En tout état de cause,

- Condamner solidairement les sociétés Actifinances et Crédit Foncier à payer à M. et Mme [Y] la somme de 6.000,00 euros par application de l'article 700 du code de procédure civile et aux entiers dépens.

- Prononcer l'exécution provisoire de la décision à intervenir.

Par dernières conclusions signifiées le 17 juin 2021, la société Actifinances demande à la cour :

A titre principal :

- Confirmer le jugement entrepris qui a déclaré l'action des époux [Y] irrecevable car prescrite.

- Condamner les époux [Y] à régler à la société Actifinances la somme de 6.000 euros au titre de l'article 700 du code de procédure civile.

A titre subsidiaire :

- Juger que la société Actifinances venant aux droits de la société B2 Conseils, n'a pas commis de faute dans l'exécution de sa mission.

- Juger que les époux [Y] ne justifient pas d'un préjudice à caractère indemnisable.

En conséquence,

- Débouter les époux [Y] de leurs demandes, fins et conclusions en tant que dirigées à l'encontre de la société Actifinances venant aux droits de la société B2 Conseils.

A titre très subsidiaire :

Vu le principe de réparation intégrale du préjudice sans perte ni profit

- Juger que l'avantage fiscal obtenu par les époux [Y] à hauteur de 194.151 euros viendra en déduction de leur préjudice,

En conséquence,

- Juger que les époux [Y] ne justifient pas d'un préjudice indemnisable,

Vu les dispositions de l'article 1992 du code civil,

- Condamner in solidum Mme [P] et la société [P] Audit Patrimonial à relever et garantir la société Actifinances venant aux droits de la société B2 Conseils de toute condamnation éventuelle, pour mauvaise exécution de son mandat.

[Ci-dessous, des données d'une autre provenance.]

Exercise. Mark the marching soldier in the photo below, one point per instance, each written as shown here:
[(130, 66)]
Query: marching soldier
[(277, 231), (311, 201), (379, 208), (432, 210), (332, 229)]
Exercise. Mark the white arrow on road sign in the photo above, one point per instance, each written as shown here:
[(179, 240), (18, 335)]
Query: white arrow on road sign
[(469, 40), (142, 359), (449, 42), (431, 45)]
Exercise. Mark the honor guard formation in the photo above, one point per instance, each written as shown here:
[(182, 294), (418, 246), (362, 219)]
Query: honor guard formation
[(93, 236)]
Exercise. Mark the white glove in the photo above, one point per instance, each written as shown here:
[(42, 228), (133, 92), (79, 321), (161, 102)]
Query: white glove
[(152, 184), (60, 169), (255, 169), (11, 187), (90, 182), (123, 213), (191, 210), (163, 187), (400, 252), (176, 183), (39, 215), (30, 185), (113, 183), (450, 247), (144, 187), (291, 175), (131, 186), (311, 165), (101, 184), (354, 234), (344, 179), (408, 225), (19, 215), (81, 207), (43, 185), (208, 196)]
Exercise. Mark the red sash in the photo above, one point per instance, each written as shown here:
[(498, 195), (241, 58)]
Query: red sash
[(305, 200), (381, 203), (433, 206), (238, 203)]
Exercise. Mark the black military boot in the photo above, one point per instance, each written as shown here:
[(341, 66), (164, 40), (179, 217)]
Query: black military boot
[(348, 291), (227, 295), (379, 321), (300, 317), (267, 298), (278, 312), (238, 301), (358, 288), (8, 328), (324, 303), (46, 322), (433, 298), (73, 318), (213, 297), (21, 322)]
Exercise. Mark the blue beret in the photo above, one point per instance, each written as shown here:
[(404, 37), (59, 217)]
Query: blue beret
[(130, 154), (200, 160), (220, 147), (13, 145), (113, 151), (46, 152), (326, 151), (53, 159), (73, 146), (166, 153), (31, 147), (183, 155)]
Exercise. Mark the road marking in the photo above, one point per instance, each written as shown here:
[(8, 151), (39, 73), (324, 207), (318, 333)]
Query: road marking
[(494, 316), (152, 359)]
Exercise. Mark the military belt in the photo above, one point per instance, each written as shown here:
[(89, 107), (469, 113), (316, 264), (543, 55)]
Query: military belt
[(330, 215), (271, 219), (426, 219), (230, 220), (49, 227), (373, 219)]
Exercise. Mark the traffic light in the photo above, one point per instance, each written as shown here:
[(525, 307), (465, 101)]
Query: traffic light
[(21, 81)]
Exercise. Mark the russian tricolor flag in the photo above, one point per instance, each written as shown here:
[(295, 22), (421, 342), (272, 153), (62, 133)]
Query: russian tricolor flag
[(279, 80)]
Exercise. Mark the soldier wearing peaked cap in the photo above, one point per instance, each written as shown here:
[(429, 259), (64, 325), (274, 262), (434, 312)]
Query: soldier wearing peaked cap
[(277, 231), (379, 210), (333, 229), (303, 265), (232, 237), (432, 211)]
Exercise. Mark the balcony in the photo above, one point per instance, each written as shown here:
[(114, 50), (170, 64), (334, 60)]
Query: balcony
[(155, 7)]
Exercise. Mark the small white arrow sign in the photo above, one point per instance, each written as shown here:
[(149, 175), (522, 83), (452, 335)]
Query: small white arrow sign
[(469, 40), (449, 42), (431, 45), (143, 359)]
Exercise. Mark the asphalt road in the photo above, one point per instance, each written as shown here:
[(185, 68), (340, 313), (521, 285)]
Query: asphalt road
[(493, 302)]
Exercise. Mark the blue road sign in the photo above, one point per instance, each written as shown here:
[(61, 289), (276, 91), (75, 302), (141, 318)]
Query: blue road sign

- Condamner in solidum Mme [P] et la société [P] Audit Patrimonial à régler à la société Actifinances la somme de 6.000 euros au titre de l'article 700 du code de procédure civile, ainsi qu'aux entiers dépens dont distraction au profit de Me Jeanne Baechlin en application de l'article 699 du code de procédure civile.

Par dernières conclusions signifiées le 6 juillet 2021, la société Crédit Foncier de France demande à la cour :

- Confirmer le jugement rendu par le tribunal judiciaire de Paris le 24 septembre 2020 ;

- Déclarer les consorts [Y] irrecevables en l'ensemble de leurs demandes, fins et prétentions car prescrites ;

- A défaut, les en déclarer mal fondés et les en débouter intégralement ;

- Condamner tous succombants à payer à la société Crédit Foncier la somme de 5.000 euros au titre de l'article 700 du code de procédure civile ainsi qu'aux entiers dépens dont distraction au profit de Me Béatrice Leopold-Couturier, avocat, sur son affirmation de droit.

Par actes d'huissier des 22 et 29 juin 2021, la société Actifinances a assigné Mme [P] [U] et la société [P] Audit Patrimonial aux fins d'appel provoqué par signification de l'acte à l'étude selon les dispositions des articles 656 et 658 du code de procédure civile.

Mme [P] [U] et la société [P] Audit Patrimonial n'ont pas constitué avocat.

SUR CE, LA COUR

Sur la prescription

Les époux [Y] soutiennent, au visa de l'article 2224 du code civil, que le point de départ du délai de prescription se situe au moment de la connaissance du titulaire, et non au moment du fait générateur ; que le bien immobilier est le support d'une opération de défiscalisation qui se déroule sur plusieurs années. C'est à l'issue de celle-ci que les acquéreurs sont en mesure de se rendre compte de la valeur réelle du bien acquis. Les époux [Y] se sont rendus compte du manquement aux obligations d'informations et de conseil dont ils ont été victimes en mars 2014 à la suite d'une estimation de leur bien faisant apparaître une perte de valeur de celui-ci.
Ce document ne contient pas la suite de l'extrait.